Anissa R. Lewis

bio
Anissa R. Lewis
After receiving her MFA from Yale University School of Art in Painting and Printmaking, Anissa R. Lewis moved to Philadelphia, PA where her deep belief in community, identity, agency, justice and voice led her to many projects and collaborations. Some of these include: an arts-based women empowerment classes for a Philadelphia County prison drug and alcohol abuse unit; a rites of passage program for black and brown teenage girls; and, student-driven mural projects aimed to address civic engagement, neighborhood relationships and identity.

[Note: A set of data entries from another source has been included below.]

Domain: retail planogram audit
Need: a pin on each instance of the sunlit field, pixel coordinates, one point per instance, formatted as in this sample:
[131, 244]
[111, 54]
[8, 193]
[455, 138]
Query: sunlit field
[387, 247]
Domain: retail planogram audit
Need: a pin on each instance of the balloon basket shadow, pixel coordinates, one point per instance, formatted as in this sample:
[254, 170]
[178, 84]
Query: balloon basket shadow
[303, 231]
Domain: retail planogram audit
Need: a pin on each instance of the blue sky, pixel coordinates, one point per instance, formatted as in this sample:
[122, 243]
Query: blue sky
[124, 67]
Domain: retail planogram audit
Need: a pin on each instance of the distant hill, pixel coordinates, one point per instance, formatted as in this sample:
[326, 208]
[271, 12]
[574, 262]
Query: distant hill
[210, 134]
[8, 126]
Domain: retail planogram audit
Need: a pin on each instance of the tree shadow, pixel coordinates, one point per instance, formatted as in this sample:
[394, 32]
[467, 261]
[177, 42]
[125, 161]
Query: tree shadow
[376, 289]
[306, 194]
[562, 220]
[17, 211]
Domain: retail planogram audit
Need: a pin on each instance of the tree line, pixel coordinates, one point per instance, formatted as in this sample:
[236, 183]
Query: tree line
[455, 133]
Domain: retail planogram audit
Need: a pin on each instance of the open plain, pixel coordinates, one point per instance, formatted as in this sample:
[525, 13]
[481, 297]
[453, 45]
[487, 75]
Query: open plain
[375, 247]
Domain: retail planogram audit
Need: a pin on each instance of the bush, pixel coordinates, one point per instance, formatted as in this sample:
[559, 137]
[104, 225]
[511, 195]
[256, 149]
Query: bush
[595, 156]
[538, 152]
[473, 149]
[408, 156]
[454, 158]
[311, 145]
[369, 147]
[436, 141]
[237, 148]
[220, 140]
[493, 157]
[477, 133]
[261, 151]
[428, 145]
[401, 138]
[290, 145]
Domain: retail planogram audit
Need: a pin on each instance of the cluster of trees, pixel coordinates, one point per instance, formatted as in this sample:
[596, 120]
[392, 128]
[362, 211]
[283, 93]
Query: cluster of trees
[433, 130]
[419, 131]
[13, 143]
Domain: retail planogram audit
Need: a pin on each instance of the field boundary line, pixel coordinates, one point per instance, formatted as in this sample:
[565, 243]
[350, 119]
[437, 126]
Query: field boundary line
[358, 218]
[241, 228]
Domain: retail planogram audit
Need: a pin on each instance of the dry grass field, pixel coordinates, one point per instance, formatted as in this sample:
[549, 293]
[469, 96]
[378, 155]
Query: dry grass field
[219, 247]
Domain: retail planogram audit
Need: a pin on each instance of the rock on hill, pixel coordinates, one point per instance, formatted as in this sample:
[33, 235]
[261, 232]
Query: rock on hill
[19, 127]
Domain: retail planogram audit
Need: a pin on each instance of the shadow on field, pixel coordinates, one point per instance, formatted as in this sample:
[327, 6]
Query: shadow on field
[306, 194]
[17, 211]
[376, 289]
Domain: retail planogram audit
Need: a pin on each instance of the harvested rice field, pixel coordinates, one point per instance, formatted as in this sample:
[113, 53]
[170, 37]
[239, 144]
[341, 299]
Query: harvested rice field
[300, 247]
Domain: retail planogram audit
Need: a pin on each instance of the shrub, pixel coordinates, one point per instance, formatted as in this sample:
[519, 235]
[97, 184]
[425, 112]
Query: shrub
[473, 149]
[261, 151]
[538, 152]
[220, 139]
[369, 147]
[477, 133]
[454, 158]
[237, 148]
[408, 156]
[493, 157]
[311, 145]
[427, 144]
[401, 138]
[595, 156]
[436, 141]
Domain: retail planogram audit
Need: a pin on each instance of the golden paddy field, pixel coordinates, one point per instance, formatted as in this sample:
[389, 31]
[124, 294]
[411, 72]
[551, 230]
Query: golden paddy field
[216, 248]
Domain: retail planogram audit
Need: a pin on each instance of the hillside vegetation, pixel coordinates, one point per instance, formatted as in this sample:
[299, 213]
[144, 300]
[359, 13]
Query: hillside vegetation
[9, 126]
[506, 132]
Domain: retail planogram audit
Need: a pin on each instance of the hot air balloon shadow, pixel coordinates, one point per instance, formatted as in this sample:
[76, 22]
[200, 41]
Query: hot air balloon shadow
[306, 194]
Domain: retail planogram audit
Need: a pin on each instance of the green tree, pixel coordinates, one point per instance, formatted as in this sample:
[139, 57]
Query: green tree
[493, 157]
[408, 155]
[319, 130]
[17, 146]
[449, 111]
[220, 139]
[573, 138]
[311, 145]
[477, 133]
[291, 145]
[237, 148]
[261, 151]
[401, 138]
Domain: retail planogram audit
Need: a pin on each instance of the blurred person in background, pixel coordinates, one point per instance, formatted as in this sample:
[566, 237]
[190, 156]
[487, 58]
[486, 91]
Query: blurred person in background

Lewis returned to her hometown neighborhood, Covington, KY to focus her work on the power of place, storytelling and community through murals, prints, community-informed projects and collaborations/workshops/talks and video. She has taught classes in social practice and print at the University of Cincinnati College of Design, Art, Architecture and Planning and the Art Academy of Cincinnati. She has appeared on the podcast, “I LIKE YOUR WORK,” Upcoming Spring 2027, her work will appear in belonging to place: The Creative Community and Artistic Legacy of bell hooks, written by authors Dr. Gale Greenlee and Shauna Caldwell, and printed by University Press of Kentucky. Lewis’ work has shown nationally at the Hampton University Museum, the Contemporary Arts Center, in Cincinnati, OH, the Kemper Museum of Contemporary Art, the Kansas African American Museum and MOCA-Connecticut. Her work is in the Sara Vance Waddell Collection.
She lives in her childhood home, in Covington, KY, with her partner and son who wants a pet turtle.